Le téléphone intelligent de chacun est devenu un élément important des visites au Musée POP cet été comme le démontre le maire trifluvien Jean Lamarche, au premier plan, et Éric Lord, derrière.
Le téléphone intelligent de chacun est devenu un élément important des visites au Musée POP cet été comme le démontre le maire trifluvien Jean Lamarche, au premier plan, et Éric Lord, derrière.

Musée POP: revoir les façons de faire

Trois-Rivières — La présidente de Médiat-Muse Émilie Papillon l’a indiqué en conférence de presse: les institutions muséales ont été forcées de repenser leurs façons de faire à cause de la COVID-19 et le Musée POP en offre un éloquent exemple.

D’abord, l’institution de la rue Laviolette suggère fortement à sa clientèle de réserver d’avance sa visite en ligne selon une plage horaire prédéterminée à cause des capacités d’accueil limitées. On se dit en mesure de recevoir environ 70 personnes simultanément à l’intérieur du musée.
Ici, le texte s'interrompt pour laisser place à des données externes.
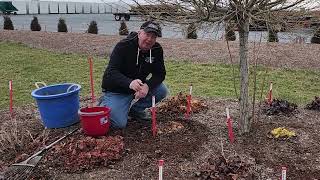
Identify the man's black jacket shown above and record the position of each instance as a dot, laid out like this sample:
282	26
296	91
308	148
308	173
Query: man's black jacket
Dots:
124	66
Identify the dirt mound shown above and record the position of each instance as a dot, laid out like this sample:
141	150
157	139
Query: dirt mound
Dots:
177	106
279	106
314	105
82	153
224	169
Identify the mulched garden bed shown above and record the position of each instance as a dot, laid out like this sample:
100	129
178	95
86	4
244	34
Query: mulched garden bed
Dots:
197	148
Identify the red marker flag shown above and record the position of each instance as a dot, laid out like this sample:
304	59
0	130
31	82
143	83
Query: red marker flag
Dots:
229	123
153	112
189	97
269	96
283	173
160	168
11	98
93	99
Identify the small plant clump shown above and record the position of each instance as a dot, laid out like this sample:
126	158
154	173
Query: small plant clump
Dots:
123	30
280	106
35	26
85	153
273	35
314	105
192	31
7	23
316	37
62	26
221	168
177	105
93	27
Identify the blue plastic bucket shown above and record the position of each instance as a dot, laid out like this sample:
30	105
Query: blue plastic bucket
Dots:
58	104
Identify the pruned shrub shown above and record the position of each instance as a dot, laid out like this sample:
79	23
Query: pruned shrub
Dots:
62	26
316	37
123	30
192	31
93	27
272	35
230	35
7	23
35	26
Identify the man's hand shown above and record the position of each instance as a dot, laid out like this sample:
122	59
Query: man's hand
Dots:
136	85
143	92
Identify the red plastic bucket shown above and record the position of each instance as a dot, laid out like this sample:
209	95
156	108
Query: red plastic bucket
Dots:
95	121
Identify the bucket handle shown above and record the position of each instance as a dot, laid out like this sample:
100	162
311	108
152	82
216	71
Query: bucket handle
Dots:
37	84
68	90
90	113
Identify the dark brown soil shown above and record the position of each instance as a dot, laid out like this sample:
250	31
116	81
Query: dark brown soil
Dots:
191	149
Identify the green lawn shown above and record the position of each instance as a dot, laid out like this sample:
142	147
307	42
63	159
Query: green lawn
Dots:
25	66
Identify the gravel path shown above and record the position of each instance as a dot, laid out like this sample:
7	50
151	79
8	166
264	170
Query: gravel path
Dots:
278	55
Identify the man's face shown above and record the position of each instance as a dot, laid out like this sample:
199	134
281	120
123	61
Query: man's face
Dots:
146	39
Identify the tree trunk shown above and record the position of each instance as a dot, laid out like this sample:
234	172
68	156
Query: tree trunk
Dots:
244	74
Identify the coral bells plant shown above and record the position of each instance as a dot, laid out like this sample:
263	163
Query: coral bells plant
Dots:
62	26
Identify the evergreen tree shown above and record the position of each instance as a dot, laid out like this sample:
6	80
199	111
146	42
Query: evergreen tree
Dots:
93	27
35	26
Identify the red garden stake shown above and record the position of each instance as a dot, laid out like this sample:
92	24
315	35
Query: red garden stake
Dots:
153	112
160	168
93	99
269	97
229	123
187	114
283	173
11	98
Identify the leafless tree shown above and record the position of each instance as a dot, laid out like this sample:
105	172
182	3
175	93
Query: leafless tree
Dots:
242	13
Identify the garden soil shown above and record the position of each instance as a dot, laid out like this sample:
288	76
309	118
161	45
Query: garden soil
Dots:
194	148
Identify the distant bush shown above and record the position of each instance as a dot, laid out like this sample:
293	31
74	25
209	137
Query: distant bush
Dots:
93	27
230	35
192	31
316	37
62	27
35	26
123	30
273	35
7	23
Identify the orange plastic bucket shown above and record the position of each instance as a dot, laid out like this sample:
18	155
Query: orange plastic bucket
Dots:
95	121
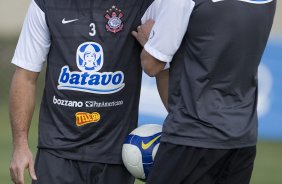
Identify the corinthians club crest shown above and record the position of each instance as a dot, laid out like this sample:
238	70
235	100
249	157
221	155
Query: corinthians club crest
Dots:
114	23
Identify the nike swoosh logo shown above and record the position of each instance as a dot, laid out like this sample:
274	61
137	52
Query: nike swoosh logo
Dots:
147	145
64	21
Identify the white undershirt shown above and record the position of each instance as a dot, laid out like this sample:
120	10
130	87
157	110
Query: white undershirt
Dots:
171	21
34	42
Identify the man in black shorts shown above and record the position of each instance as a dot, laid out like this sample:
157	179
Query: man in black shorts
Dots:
213	48
91	95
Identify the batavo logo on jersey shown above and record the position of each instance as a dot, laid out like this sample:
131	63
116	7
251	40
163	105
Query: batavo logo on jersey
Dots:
90	59
114	23
83	118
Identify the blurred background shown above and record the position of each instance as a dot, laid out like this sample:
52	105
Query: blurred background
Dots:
268	165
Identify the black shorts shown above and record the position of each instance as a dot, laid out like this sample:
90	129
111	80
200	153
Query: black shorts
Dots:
176	164
51	169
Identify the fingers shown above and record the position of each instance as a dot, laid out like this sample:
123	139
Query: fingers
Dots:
31	170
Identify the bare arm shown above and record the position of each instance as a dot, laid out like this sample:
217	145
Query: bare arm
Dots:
22	101
162	83
150	64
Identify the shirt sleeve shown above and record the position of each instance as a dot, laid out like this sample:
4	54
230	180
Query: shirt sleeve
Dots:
34	42
171	20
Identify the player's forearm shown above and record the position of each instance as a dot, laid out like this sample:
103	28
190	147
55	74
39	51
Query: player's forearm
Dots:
162	83
22	100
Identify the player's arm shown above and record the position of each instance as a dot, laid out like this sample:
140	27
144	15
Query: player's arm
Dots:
32	49
165	36
22	100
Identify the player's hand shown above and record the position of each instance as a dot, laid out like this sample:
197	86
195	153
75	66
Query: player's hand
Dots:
21	160
143	32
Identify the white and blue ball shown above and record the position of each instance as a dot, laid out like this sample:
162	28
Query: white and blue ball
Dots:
139	149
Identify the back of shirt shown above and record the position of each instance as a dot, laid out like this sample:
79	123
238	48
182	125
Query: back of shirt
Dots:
213	75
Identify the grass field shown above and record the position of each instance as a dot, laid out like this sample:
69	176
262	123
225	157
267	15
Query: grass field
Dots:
268	165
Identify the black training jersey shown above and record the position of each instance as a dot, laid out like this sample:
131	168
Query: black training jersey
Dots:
213	68
92	87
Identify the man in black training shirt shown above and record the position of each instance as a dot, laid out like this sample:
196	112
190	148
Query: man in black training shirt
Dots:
92	89
213	48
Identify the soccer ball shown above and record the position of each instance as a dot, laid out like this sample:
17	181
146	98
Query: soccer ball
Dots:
139	149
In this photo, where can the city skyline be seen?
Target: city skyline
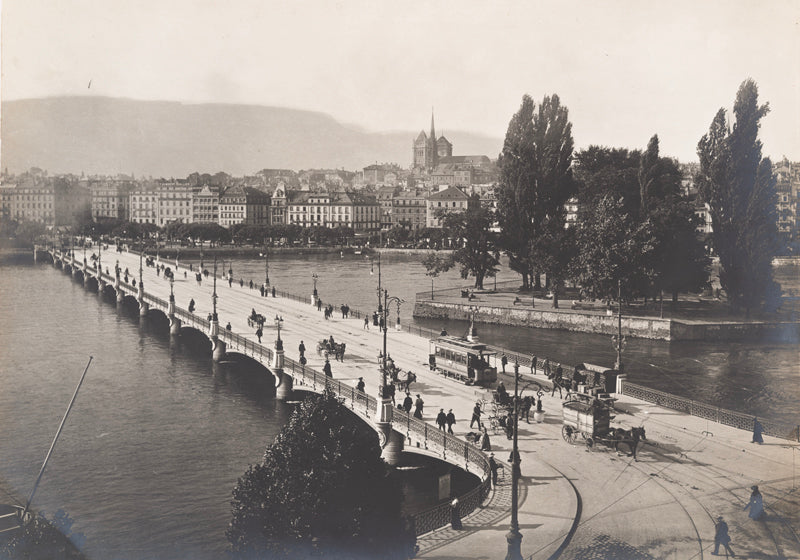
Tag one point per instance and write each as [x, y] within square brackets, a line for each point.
[625, 71]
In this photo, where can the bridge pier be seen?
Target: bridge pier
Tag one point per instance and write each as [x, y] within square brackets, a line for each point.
[218, 349]
[174, 325]
[284, 383]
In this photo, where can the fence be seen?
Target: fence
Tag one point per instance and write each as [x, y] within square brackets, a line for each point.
[709, 412]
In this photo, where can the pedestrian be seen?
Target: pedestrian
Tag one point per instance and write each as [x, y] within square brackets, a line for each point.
[441, 419]
[455, 516]
[756, 504]
[485, 444]
[494, 468]
[408, 402]
[451, 419]
[418, 404]
[721, 537]
[757, 430]
[515, 465]
[476, 416]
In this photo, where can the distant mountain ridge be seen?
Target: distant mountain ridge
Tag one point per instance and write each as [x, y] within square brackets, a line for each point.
[171, 139]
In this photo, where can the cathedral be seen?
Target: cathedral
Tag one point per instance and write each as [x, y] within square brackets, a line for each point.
[427, 150]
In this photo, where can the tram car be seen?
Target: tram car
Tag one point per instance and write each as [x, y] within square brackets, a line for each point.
[461, 359]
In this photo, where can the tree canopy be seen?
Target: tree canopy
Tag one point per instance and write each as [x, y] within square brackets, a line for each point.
[322, 490]
[739, 187]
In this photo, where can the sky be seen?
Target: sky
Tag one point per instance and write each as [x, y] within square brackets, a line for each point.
[625, 69]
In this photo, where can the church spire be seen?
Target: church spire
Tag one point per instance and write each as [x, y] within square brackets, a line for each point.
[434, 147]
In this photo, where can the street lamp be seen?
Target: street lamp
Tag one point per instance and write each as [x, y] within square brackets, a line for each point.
[214, 294]
[279, 342]
[265, 254]
[514, 537]
[383, 404]
[618, 341]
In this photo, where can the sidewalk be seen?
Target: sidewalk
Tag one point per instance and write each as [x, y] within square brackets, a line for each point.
[593, 502]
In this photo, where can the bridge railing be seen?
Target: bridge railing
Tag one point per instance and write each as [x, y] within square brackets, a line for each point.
[720, 415]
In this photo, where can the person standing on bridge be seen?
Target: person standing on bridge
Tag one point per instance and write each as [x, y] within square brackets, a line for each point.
[418, 404]
[441, 419]
[408, 402]
[721, 537]
[476, 416]
[451, 419]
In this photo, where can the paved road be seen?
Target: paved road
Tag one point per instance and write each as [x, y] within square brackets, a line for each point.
[591, 504]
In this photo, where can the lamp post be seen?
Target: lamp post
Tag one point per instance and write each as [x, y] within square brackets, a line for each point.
[279, 342]
[385, 404]
[214, 294]
[266, 263]
[618, 341]
[514, 537]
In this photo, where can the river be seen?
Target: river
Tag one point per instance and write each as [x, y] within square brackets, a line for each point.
[158, 435]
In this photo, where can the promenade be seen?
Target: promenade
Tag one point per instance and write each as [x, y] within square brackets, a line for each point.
[574, 503]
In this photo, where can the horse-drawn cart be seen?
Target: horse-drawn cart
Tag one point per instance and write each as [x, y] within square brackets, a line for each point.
[589, 420]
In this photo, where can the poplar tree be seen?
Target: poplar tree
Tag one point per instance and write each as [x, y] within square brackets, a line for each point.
[739, 187]
[535, 179]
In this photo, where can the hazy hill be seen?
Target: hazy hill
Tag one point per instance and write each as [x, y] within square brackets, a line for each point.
[161, 138]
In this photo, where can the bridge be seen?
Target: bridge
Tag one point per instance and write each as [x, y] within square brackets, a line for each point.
[571, 499]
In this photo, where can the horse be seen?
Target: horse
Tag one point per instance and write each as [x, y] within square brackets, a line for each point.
[629, 437]
[405, 379]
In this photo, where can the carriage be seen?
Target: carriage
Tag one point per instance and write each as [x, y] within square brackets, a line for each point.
[256, 320]
[590, 419]
[461, 359]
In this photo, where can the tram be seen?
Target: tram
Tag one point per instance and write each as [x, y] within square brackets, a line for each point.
[462, 359]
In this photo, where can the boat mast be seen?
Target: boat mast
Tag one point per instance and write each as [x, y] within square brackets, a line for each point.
[53, 445]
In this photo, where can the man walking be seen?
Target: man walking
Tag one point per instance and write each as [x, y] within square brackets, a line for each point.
[441, 419]
[721, 537]
[451, 419]
[476, 416]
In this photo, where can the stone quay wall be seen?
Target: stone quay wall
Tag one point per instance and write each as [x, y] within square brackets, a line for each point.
[588, 322]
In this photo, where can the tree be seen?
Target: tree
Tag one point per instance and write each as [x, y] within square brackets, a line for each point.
[614, 248]
[435, 265]
[477, 254]
[43, 538]
[322, 490]
[535, 178]
[739, 187]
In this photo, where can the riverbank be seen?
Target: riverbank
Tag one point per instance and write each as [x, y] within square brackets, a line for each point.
[695, 319]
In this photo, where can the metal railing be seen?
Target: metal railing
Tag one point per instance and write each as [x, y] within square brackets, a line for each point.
[724, 416]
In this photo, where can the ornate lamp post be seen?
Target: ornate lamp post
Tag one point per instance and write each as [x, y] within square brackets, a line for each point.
[279, 342]
[214, 317]
[514, 537]
[385, 404]
[618, 341]
[265, 254]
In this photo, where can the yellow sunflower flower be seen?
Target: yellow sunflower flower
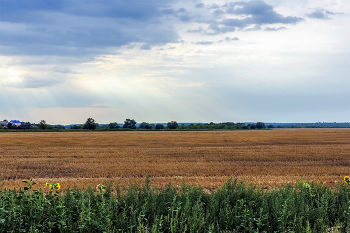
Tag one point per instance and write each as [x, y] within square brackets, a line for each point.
[100, 187]
[347, 180]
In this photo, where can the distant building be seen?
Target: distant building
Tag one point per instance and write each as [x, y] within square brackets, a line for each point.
[16, 122]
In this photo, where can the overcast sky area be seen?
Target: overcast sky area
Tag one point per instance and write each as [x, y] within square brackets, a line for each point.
[161, 60]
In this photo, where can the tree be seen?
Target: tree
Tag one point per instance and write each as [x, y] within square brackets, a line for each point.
[113, 125]
[159, 126]
[42, 124]
[172, 125]
[129, 124]
[75, 127]
[260, 125]
[145, 125]
[251, 126]
[90, 124]
[59, 127]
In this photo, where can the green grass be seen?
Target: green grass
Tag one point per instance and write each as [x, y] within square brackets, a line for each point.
[236, 207]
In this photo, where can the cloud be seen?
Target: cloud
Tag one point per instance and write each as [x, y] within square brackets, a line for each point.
[318, 15]
[36, 82]
[199, 5]
[146, 47]
[248, 14]
[231, 39]
[75, 28]
[274, 29]
[204, 42]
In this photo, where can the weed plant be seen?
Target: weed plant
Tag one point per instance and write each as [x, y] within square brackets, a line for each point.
[235, 207]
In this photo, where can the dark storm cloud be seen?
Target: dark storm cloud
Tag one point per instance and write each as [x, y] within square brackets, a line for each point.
[83, 27]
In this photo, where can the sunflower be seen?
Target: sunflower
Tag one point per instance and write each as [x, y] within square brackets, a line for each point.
[347, 180]
[100, 187]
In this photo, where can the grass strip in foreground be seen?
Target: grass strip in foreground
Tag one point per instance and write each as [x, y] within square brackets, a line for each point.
[235, 207]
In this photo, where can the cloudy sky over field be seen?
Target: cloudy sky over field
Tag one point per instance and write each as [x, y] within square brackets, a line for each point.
[161, 60]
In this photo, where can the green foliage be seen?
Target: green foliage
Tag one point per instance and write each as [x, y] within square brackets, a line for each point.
[129, 124]
[75, 127]
[42, 125]
[260, 125]
[236, 207]
[159, 126]
[145, 125]
[172, 125]
[90, 124]
[113, 125]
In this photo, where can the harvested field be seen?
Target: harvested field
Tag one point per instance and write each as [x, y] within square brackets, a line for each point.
[209, 158]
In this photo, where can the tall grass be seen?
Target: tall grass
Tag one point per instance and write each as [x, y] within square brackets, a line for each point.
[235, 207]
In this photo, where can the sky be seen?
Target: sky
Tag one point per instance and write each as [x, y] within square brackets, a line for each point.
[63, 61]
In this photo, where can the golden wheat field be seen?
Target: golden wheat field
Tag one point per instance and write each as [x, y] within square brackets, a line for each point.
[208, 158]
Le site Internet donne aussi une liste de consignes à considérer pour rendre la visite sécuritaire. On suggère notamment fortement le port du couvre-visage. Dès l’entrée, on demande aux gens de se désinfecter les mains. Tous doivent suivre les flèches collées au sol qui dessinent les parcours qui incluent des endroits de pause avec deux mètres de distance entre eux.

Au guichet d’entrée, on remet aux visiteurs un stylet qui remplace le doigt aux endroits où on est appelé à toucher une surface. On recommande d’avoir avec soi un téléphone intelligent avec ses écouteurs personnels parce qu’à tous les endroits où des écouteurs étaient disponibles par le passé, on offre désormais de scanner un code QR permettant d’obtenir l’extrait vidéo et audio correspondant sur son téléphone.

Cette technologie est devenue disponible il y a environ un an dans le contexte du MuséoLab qui a permis de mettre au point, avec la collaboration du Digihub, des applications numériques particulières. La technologie dont on parle ici, appelée CultureGo, a été réalisée par la firme Rum & Code et est devenue, moins d’un an plus tard, un atout d’une pertinence exceptionnelle et inattendue.

Les employés du Musée POP portent évidemment les éléments de protection de base et s’assurent de désinfecter régulièrement les surfaces touchées ou susceptibles d’être contaminées. Ce surplus de travail implique la présence d’environ quatre employés de plus qu’à pareille date l’an dernier. La seule signalisation au sol implique des coûts considérables puisque chacune de flèches collées au sol coûte 7 $. La directrice du musée Valérie Therrien estime les coûts supplémentaires d’aménagement entre 8000 $ et 10 000 $ sans compter les ressources humaines.

Dans la vieille prison, l’exiguïté des lieux impose de limiter le nombre de visiteurs qui s’y trouvent en même temps et des espaces sont identifiés pour s’assurer que les guides-animateurs demeurent toujours à bonne distance des visiteurs.

L’offre même du musée a été renouvelée avec, par exemple, l’ajout de deux visites POP qui permettent à une famille d’avoir accès à une visite préprogrammée de 90 minutes en compagnie d’un animateur. En plus des expositions en montre, on a ajouté pour l’une de ces deux visites un accès au grenier de la vieille prison avec sa structure de poutres de bois datant de la construction de l’édifice (1822) qui n’avait jamais encore fait l’objet de visites dans le passé.

Ce n’est là qu’une partie des nécessaires aménagements auxquels sont confrontées pratiquement toutes les institutions muséales de la région cet été.